High-resolution confocal microscopy analysis revealed specific aggregation between anti-KRASG12D dimeric IgA1 and the mutant protein. Moreover, immunoprecipitation of various endosomal compartments from KRASG12D-expressing cancer cells, following treatment with the specific dimeric IgA1, demonstrated a shift in endosomal trafficking for the mutant protein. Rather than localizing to recycling endosomes, the KRASG12D protein became preferentially sequestered into early and late endosomes with the dimeric IgA1 antibody.
These findings, together with oncodriver fragments in cancer cell supernatants, detected only following anti-KRASG12D dimeric IgA1 treatment, led Biswas and colleagues to propose a co-transcytosing mechanism. In such a process, antibody binding to the KRASG12D protein would occur near the cellular membrane, followed by PIGR-mediated engulfing of the complex and endosomal co-trafficking through the IgA secretory pathway, ultimately ejecting oncodrivers from tumors. This approach's therapeutic potential is significant because cancer cells expressing KRASG12D protein showed reduced proliferation following anti-KRASG12D dimeric IgA1 treatment.
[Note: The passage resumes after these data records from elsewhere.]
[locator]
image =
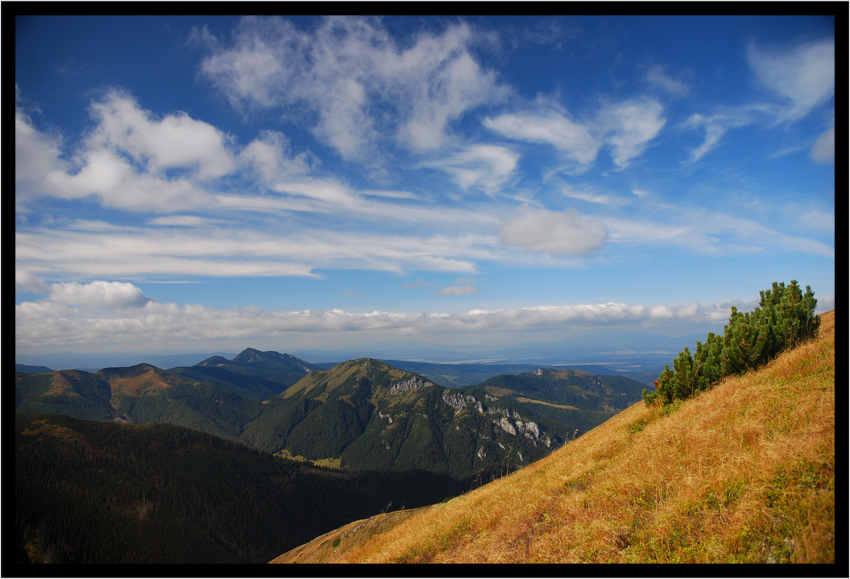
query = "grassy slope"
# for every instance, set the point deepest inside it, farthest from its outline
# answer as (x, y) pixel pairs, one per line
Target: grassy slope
(745, 472)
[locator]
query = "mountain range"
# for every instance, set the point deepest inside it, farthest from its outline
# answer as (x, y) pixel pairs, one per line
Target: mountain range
(743, 473)
(362, 413)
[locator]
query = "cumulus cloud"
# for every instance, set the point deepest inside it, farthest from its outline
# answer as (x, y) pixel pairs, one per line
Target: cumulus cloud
(111, 294)
(347, 72)
(823, 151)
(173, 141)
(118, 313)
(802, 77)
(566, 233)
(27, 282)
(122, 160)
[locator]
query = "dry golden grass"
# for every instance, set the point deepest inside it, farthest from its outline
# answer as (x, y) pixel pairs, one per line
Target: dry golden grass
(745, 472)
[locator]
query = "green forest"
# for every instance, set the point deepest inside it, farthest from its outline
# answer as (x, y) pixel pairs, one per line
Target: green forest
(784, 317)
(96, 492)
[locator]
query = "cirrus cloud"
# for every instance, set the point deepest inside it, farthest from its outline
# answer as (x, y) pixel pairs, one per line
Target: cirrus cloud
(566, 233)
(119, 313)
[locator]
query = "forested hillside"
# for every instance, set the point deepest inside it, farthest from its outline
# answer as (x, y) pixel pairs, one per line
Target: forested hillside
(358, 414)
(95, 492)
(743, 472)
For this strategy to be therapeutically effective, dimeric IgA antibodies must bind and induce sufficient transcytosis of the targeted oncodrivers. Therefore, Biswas’s team next addressed the efficacy of recombinant antibodies in vivo by leveraging various tumor-bearing mouse models. They found that compared to controls, such as a non-specific IgA and anti-KRASG12D IgG4 antibodies, intratumoral or intraperitoneal administration of anti-KRASG12D dimeric IgA1 antibodies significantly reduced tumor growth in different tumor-bearing mouse models. Promisingly, human recombinant anti-KRASG12D dimeric IgA1 antibodies could be detected at tumor sites following their administration through the intraperitoneal route, confirming their capacity for tumor targeting and infiltration.
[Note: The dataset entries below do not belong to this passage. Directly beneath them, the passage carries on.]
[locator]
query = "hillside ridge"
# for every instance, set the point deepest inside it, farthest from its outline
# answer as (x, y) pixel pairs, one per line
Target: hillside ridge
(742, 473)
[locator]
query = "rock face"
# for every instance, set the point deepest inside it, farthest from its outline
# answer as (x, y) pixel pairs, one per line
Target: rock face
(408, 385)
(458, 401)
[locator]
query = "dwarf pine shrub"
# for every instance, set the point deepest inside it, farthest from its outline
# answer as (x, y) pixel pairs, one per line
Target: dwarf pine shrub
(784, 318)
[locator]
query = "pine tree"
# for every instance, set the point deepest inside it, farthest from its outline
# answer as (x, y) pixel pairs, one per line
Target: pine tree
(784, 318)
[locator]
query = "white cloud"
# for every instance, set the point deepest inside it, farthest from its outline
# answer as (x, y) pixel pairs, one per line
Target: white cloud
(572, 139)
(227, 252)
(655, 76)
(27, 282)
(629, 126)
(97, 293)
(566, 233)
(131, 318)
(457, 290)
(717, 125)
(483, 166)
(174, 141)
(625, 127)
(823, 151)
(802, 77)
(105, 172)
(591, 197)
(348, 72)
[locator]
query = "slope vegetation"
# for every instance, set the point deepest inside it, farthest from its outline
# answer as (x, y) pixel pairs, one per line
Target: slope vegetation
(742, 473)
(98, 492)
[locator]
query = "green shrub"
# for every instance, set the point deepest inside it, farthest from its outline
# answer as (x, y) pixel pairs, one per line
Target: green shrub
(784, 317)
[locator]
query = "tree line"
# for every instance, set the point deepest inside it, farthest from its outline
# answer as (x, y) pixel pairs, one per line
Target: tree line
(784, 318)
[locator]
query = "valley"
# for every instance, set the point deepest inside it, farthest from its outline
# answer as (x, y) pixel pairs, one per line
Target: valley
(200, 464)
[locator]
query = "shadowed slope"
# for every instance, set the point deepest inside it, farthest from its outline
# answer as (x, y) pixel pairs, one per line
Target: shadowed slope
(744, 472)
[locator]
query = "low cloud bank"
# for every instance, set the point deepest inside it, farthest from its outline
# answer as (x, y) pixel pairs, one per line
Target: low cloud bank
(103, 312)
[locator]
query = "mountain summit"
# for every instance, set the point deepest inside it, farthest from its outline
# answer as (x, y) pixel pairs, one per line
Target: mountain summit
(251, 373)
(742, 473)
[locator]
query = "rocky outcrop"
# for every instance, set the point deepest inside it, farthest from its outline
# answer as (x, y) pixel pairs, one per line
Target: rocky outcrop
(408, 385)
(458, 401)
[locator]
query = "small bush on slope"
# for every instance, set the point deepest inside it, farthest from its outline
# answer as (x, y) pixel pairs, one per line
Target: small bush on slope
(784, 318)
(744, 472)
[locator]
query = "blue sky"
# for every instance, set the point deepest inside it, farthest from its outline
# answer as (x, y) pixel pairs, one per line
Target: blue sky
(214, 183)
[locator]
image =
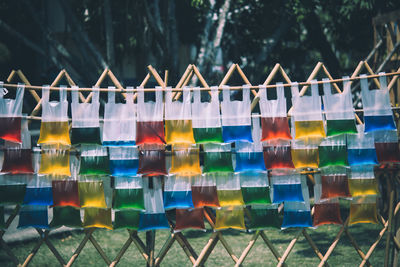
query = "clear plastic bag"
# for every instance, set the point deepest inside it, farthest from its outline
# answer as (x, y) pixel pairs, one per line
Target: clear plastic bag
(85, 119)
(207, 127)
(54, 128)
(339, 111)
(236, 116)
(11, 114)
(378, 113)
(274, 121)
(119, 121)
Lastly, Biswas and colleagues demonstrated that this strategy can effectively reduce tumor progression across several lung cancer models in a mechanism that is CD8+ T cell-dependent. Because PIGR and KRAS mutations, including KRASG12D, are frequently co-expressed in lung carcinomas, such as non-small cell lung cancer (NSCLC) and others, this approach could have far-reaching therapeutic value.
Interestingly, Biswas and colleagues found a substantial disparity in the efficiency of the small molecule drug, KRASG12D-selective inhibitor MRTX1133, and that of anti-KRASG12D dimeric IgA1 antibodies. While the small molecule inhibitor could reduce tumor growth to the same extent as the antibody, it only did so after daily administration, requiring 20 doses. In comparison, only five doses of antibody were needed.
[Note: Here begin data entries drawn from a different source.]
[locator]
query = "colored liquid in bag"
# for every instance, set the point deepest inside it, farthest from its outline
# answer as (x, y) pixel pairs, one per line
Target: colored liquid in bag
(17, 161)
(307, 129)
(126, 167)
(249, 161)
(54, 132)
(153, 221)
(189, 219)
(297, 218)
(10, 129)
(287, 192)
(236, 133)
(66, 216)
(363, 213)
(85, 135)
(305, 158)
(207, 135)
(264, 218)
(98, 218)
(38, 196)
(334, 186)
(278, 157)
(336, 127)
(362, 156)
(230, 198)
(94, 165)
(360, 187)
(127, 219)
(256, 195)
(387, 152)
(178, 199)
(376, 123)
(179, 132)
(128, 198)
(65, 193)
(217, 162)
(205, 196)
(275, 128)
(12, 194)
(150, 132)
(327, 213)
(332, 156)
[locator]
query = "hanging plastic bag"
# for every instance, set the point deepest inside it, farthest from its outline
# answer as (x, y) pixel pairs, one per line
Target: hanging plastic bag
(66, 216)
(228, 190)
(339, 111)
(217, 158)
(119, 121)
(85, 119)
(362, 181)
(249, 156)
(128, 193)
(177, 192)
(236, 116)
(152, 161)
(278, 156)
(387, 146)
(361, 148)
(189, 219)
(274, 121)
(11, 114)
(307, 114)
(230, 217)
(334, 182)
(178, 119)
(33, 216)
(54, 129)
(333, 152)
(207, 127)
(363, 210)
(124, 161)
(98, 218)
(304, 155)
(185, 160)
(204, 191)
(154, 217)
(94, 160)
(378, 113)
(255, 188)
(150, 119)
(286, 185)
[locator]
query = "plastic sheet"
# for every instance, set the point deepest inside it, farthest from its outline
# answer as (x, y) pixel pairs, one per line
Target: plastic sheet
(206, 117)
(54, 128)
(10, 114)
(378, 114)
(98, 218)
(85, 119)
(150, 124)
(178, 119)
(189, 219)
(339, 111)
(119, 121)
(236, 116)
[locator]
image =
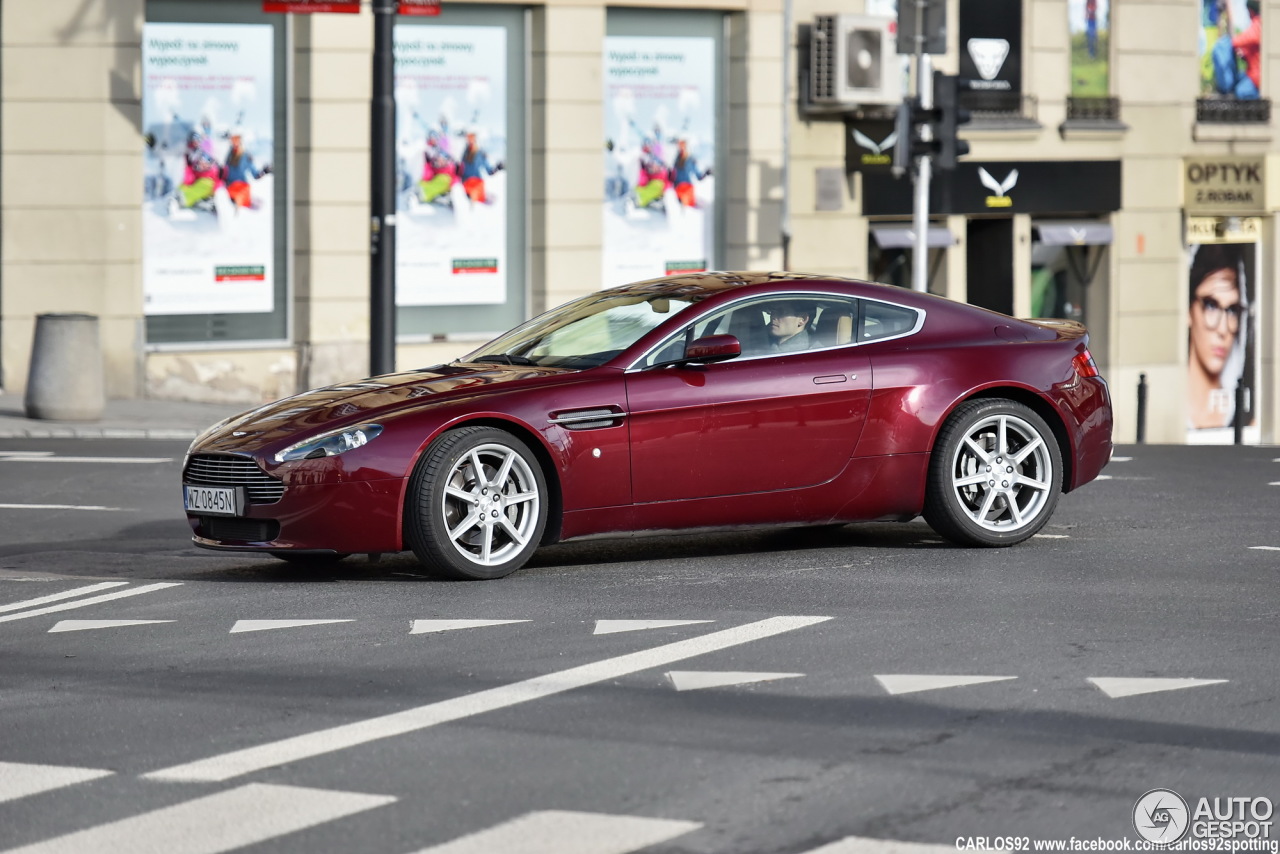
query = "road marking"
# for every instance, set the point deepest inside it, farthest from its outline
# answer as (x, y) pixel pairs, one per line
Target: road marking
(913, 683)
(312, 744)
(46, 457)
(223, 822)
(81, 603)
(60, 507)
(87, 625)
(19, 780)
(613, 626)
(266, 625)
(1118, 688)
(867, 845)
(693, 680)
(430, 626)
(556, 831)
(59, 597)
These studies have leveraged various recombinant antibodies and KRASG12D-driven cancer models with positive PIGR expression to elucidate the therapeutic potential of dimeric IgA antibody transcytosis. Biswas and colleagues have shown that dimeric IgA antibodies can efficiently reach and expel relevant cytosolic oncodrivers, promoting their neutralization while stimulating anti-tumor T-cell responses. Given the widespread expression of PIGR and the frequent involvement of KRAS mutations in epithelial cancers, targeted IgA transcytosis could be a powerful and versatile therapeutic approach. Unlike strategies leveraging small molecules, dimeric IgA antibodies provide various advantages, including improved specificity, lower toxicity, and prolonged half-life. Additionally, recombinant approaches to further optimize the specificity and stability of antibody candidates can significantly accelerate the path to clinical studies.